I will confess at the outset I was a bit disappointed with Cookies & Beer, a new book written by Jonathan Bender. The book sets out to offer pairings of its title delights, but the execution is something of a letdown. This isn’t to say the book holds no perks; it just isn’t the book I had hoped it would be, the one I had reason to assume it would be. More than anything, Cookies & Beer is a small collection of very good cookie recipes. One could do worse than that.
Cookies & Beer is visually sumptuous, which is to be expected from any modern cookbook, and the beertography provides plenty of eye candy for bakers and craft beer aficionados alike. The book is arranged into general flavor groupings–breakfast, chocolate, fruit, savory, and holiday–with brief sections for pairing beer with girl scouts cookies and store-bought cookies, as well as a final chapter on baking cookies with beer as a central ingredient. Each chapters contains half a dozen or so excellent cookie recipes, almost all of them gathered from top notch professional bakers and, in a few cases, brewers. Bender recommends a beer to pair with each and provides some limited tasting notes to go along with them. The variety of beers suggested is not dazzling, and at times feels repetitive (browns, porters, and stouts often have coffee and chocolate notes, which means they get leaned on heavily here). Bender sounds like he loves craft beer, but he makes some errors that will make the seasoned beer drinker scratch her head (if you have a sweet tooth, look for kriek? Really?) and sigh.
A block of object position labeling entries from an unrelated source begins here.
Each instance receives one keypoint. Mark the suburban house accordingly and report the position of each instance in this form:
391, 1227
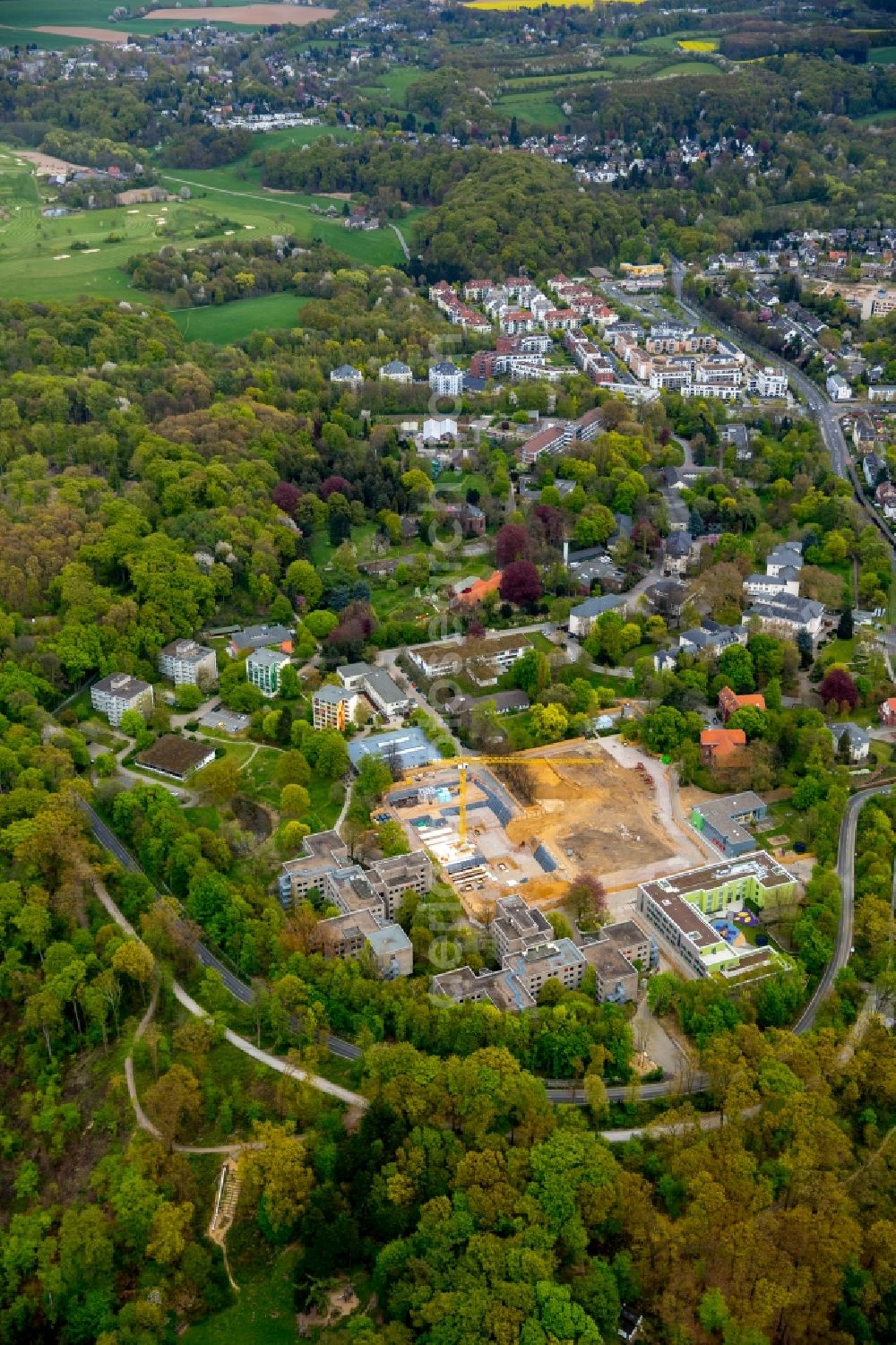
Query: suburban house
334, 708
187, 663
729, 703
117, 693
718, 746
264, 668
678, 552
850, 740
837, 388
786, 556
582, 617
396, 373
348, 375
874, 469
Ultimately the book feels like a cookie cookbook cashing in on the craft beer craze. It lures in craft beer drinkers but never really delivers the goods they came for–it has very little to say about beer. The book is better in concept than execution. Still, that concept is a fun one, and perhaps the book can serve as a springboard for adventurous beer lovers to look more into beer and dessert pairings. This book certainly isn’t going to remind anyone of Garrett Oliver’s gospel guidance on beer and food pairings, but it does open up a new area for exploration along those lines. As long as you don’t approach the book hoping for new insights in our understanding of beer and food pairings, the book provides some fun diversion. If nothing else, there are cookies.